Having your best SKUs in stock (at all times) is ideal. But, as I mentioned before, even an optimized inventory will inevitably experience stockouts.
This is especially true when trying to cut down on holding costs and run leaner operations. But with Cogsy’s backorder tool, you can turn your out-of-stock products into revenue and convert demand while you restock.
For example, DTC cookware brand Caraway uses Cogsy to sell on backorder whenever an item goes out of stock. This enables them to continue generating revenue even when stockouts occur. And they set clear expectations for customers by automatically displaying the next shipment date across the entire store.
Inventory optimization is a key part of the inventory management process for any brand that is serious about growing and scaling its business. By optimizing different workflows within the inventory management process, brands can increase their revenue and save costs via efficient supply chain planning.
There are many steps involved in inventory optimization: setting supply chain and inventory management KPIs, running ABC analysis, managing dead stock, improving inventory accuracy and warehouse management, and automating processes with inventory management software (to name a few).
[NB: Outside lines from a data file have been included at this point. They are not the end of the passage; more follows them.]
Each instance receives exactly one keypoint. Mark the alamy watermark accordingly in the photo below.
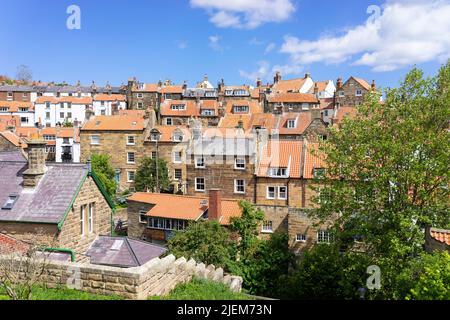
(73, 22)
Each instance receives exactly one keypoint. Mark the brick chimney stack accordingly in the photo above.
(277, 77)
(215, 204)
(36, 162)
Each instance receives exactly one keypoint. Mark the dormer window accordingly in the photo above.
(208, 112)
(278, 172)
(200, 163)
(9, 204)
(178, 107)
(177, 137)
(291, 124)
(319, 173)
(240, 109)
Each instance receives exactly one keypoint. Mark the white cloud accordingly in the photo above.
(270, 47)
(265, 71)
(247, 14)
(405, 33)
(214, 43)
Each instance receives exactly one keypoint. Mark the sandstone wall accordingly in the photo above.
(156, 278)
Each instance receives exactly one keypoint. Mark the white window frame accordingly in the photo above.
(197, 183)
(128, 176)
(143, 213)
(269, 192)
(198, 164)
(175, 157)
(236, 185)
(91, 218)
(82, 214)
(279, 192)
(93, 143)
(131, 143)
(236, 167)
(291, 124)
(267, 226)
(128, 158)
(323, 236)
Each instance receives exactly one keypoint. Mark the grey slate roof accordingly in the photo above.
(122, 252)
(49, 201)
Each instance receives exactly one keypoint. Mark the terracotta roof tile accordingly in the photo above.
(191, 109)
(184, 207)
(281, 154)
(110, 97)
(114, 123)
(293, 98)
(73, 100)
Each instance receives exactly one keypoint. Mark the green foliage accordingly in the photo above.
(393, 161)
(263, 269)
(247, 225)
(202, 290)
(147, 177)
(426, 278)
(105, 172)
(206, 241)
(326, 273)
(41, 293)
(261, 263)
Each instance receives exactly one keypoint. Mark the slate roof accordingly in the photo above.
(49, 201)
(122, 252)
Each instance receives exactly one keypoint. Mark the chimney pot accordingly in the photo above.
(215, 204)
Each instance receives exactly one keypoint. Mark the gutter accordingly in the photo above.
(62, 250)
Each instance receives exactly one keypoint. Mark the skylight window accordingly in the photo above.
(9, 204)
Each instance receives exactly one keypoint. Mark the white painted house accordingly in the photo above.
(51, 111)
(109, 104)
(24, 110)
(67, 147)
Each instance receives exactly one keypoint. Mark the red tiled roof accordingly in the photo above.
(292, 85)
(73, 100)
(110, 97)
(303, 120)
(293, 98)
(440, 235)
(253, 106)
(191, 109)
(114, 123)
(14, 106)
(184, 207)
(281, 154)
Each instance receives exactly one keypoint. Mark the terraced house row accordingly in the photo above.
(222, 144)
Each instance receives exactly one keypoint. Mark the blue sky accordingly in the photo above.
(234, 40)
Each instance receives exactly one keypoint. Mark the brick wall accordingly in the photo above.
(156, 278)
(114, 144)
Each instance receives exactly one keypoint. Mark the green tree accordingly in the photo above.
(426, 278)
(206, 241)
(105, 172)
(392, 161)
(147, 177)
(247, 226)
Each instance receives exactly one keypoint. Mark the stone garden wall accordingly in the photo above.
(156, 278)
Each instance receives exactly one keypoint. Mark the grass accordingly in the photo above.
(199, 289)
(40, 293)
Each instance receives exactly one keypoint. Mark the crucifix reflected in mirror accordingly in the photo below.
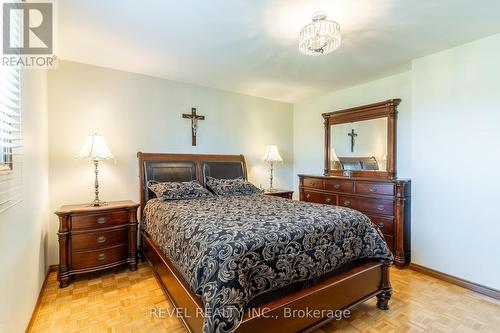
(194, 123)
(353, 136)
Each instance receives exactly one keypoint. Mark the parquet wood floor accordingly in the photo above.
(120, 301)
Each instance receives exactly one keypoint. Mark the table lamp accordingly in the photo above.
(271, 156)
(96, 149)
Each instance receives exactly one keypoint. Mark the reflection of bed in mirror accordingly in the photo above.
(360, 145)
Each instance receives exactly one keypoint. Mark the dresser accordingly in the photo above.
(95, 238)
(386, 202)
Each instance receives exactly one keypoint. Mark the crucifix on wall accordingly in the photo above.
(353, 136)
(194, 123)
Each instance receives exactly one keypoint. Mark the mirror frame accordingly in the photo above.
(386, 109)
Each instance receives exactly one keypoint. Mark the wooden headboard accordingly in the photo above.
(185, 167)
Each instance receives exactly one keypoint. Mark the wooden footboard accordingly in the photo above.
(302, 311)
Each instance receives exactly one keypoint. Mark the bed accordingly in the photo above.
(249, 285)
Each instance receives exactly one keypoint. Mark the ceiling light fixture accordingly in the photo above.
(320, 37)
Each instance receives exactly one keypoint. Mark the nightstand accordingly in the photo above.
(279, 193)
(95, 238)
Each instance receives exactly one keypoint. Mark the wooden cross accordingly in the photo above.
(194, 123)
(353, 136)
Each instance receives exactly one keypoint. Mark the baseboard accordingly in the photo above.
(487, 291)
(52, 268)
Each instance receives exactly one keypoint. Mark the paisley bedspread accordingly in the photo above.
(232, 249)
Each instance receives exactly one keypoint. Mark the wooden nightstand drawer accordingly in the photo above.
(98, 258)
(99, 239)
(390, 242)
(94, 238)
(101, 220)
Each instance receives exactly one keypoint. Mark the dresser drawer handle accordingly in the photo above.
(101, 239)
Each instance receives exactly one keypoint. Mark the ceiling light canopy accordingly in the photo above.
(320, 37)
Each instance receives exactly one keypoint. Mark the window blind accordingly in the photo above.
(10, 125)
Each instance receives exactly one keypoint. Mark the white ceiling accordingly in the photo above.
(250, 46)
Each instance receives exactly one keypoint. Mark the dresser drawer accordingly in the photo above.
(386, 225)
(323, 198)
(374, 188)
(314, 182)
(99, 239)
(368, 206)
(97, 258)
(346, 186)
(102, 220)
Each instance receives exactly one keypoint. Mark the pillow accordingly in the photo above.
(178, 190)
(226, 187)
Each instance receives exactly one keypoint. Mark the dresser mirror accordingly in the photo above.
(361, 141)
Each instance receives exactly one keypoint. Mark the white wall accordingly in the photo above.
(308, 124)
(456, 161)
(24, 227)
(140, 113)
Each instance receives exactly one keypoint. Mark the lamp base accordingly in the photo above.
(97, 203)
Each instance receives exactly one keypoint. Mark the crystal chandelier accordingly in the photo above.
(320, 37)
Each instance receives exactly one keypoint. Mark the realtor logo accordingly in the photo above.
(28, 34)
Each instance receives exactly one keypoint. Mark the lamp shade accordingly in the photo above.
(272, 154)
(95, 148)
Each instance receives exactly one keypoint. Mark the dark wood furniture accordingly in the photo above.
(385, 201)
(287, 194)
(343, 291)
(95, 238)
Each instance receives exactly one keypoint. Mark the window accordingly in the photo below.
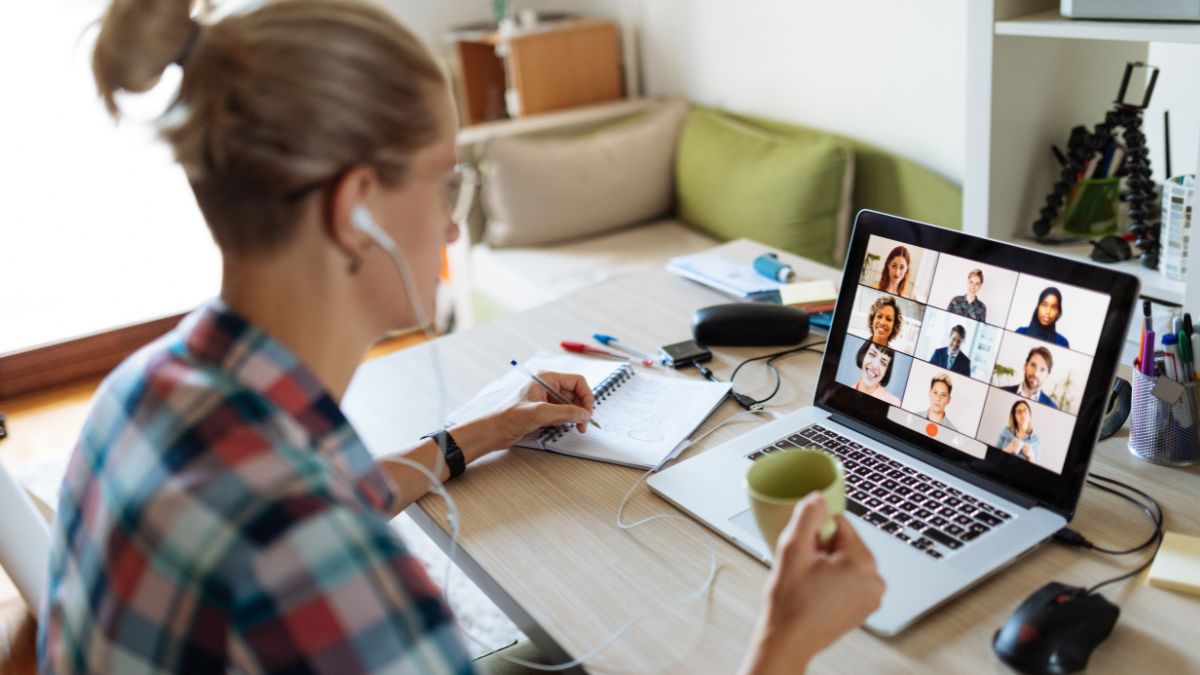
(99, 227)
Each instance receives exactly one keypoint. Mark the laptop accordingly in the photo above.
(963, 387)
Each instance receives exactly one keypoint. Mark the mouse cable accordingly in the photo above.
(750, 404)
(621, 523)
(1074, 538)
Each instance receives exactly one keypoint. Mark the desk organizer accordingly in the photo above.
(1161, 431)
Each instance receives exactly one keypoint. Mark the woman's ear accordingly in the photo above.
(354, 187)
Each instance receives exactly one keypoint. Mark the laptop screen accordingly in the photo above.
(995, 358)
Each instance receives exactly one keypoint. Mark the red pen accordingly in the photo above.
(580, 347)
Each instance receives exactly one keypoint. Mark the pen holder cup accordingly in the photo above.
(1092, 207)
(1165, 431)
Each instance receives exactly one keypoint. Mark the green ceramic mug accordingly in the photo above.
(780, 479)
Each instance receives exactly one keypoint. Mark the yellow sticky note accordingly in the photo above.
(1177, 565)
(808, 292)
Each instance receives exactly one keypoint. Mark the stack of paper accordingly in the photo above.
(725, 275)
(810, 296)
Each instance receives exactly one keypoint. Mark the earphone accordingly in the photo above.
(363, 221)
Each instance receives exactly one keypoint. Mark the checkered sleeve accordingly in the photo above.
(327, 589)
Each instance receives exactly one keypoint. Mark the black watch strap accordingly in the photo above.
(453, 453)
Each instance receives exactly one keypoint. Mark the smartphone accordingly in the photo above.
(683, 353)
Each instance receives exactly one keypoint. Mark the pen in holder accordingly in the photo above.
(1165, 420)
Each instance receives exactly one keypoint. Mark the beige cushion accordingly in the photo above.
(540, 190)
(519, 279)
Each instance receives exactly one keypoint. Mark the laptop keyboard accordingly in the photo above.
(911, 506)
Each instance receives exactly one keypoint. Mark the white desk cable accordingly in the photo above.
(453, 508)
(665, 607)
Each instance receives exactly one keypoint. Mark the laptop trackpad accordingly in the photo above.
(749, 533)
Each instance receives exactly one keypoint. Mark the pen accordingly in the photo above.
(610, 341)
(1146, 350)
(1171, 357)
(581, 348)
(549, 389)
(1185, 350)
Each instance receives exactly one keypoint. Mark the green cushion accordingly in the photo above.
(784, 190)
(886, 181)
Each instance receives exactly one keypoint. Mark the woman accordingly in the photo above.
(1043, 324)
(1018, 438)
(895, 272)
(220, 513)
(883, 320)
(874, 364)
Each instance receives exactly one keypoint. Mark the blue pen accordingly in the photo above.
(550, 389)
(609, 340)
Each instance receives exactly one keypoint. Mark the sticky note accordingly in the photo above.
(808, 292)
(1177, 565)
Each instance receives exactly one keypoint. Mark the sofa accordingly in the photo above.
(577, 198)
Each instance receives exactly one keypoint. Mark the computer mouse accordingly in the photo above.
(1111, 249)
(749, 324)
(1055, 629)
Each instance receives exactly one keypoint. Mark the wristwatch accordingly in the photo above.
(455, 459)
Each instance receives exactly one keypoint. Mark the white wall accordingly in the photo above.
(885, 71)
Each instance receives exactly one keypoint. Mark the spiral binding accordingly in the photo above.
(603, 390)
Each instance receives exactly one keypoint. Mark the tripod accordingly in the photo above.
(1086, 147)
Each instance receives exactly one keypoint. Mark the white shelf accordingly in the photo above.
(1053, 24)
(1153, 285)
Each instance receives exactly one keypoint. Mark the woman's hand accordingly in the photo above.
(814, 596)
(528, 410)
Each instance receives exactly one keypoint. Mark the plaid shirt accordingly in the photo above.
(220, 514)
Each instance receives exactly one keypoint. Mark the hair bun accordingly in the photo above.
(137, 41)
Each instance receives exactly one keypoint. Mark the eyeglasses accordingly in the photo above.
(460, 191)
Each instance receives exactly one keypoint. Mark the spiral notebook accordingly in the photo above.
(646, 416)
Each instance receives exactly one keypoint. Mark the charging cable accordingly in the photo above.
(1146, 503)
(453, 508)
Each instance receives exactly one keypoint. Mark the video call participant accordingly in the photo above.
(949, 357)
(1018, 438)
(969, 304)
(885, 320)
(895, 272)
(220, 513)
(940, 389)
(1038, 365)
(1043, 324)
(875, 371)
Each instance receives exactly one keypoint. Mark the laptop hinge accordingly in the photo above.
(949, 467)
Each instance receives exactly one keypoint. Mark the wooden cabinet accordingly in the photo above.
(538, 70)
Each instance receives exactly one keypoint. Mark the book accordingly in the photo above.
(725, 275)
(1177, 563)
(646, 416)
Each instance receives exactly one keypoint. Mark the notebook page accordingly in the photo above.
(643, 419)
(491, 396)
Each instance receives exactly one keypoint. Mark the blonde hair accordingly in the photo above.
(274, 102)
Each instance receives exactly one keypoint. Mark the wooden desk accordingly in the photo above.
(539, 533)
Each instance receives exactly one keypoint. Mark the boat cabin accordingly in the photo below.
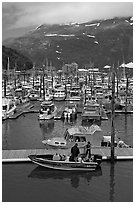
(81, 135)
(47, 106)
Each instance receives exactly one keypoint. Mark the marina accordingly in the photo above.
(22, 155)
(67, 102)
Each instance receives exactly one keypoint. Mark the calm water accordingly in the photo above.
(27, 182)
(27, 132)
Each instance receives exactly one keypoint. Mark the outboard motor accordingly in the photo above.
(98, 158)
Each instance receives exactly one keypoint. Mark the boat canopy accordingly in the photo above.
(80, 130)
(47, 103)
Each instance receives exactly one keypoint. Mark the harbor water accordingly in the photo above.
(29, 183)
(25, 182)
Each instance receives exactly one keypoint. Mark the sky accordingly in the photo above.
(20, 17)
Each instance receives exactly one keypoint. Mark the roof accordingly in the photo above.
(58, 139)
(81, 130)
(47, 103)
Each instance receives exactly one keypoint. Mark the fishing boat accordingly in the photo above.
(65, 164)
(91, 111)
(34, 95)
(47, 111)
(59, 94)
(76, 134)
(8, 108)
(44, 173)
(70, 111)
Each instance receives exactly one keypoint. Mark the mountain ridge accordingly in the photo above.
(99, 41)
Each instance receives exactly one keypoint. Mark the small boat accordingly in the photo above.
(59, 94)
(44, 173)
(106, 142)
(65, 164)
(76, 134)
(47, 111)
(34, 96)
(8, 108)
(70, 111)
(91, 111)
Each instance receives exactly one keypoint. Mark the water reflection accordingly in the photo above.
(74, 177)
(91, 122)
(112, 181)
(47, 126)
(5, 130)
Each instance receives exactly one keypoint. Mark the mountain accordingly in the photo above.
(101, 42)
(22, 62)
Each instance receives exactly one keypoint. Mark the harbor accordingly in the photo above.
(67, 102)
(22, 155)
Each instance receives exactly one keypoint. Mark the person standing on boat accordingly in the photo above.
(74, 152)
(88, 150)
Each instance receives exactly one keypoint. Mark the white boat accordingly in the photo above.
(65, 163)
(70, 111)
(47, 111)
(59, 94)
(76, 134)
(8, 108)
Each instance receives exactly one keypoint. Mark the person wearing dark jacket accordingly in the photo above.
(74, 152)
(88, 150)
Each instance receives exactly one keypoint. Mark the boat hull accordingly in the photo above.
(45, 116)
(42, 160)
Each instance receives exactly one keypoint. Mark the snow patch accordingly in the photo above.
(50, 35)
(93, 24)
(91, 36)
(60, 35)
(37, 28)
(58, 51)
Each business is unique, and it is key to first understand the supply chain before identifying the main bottlenecks to optimize for.
Retail inventory optimization assesses the supply and demand for a product to stock the right amount of inventory. The goal is to minimize carrying and maintenance costs without impacting customer service and slowing shipping speeds.
Omnichannel inventory optimization tracks and manages inventory levels across all sales channels from a single origin of truth (like an inventory management system or ops optimization tool). This enables brands to have real-time inventory visibility, whether products are sold via the ecommerce website, social platforms, or 3rd-party marketplaces.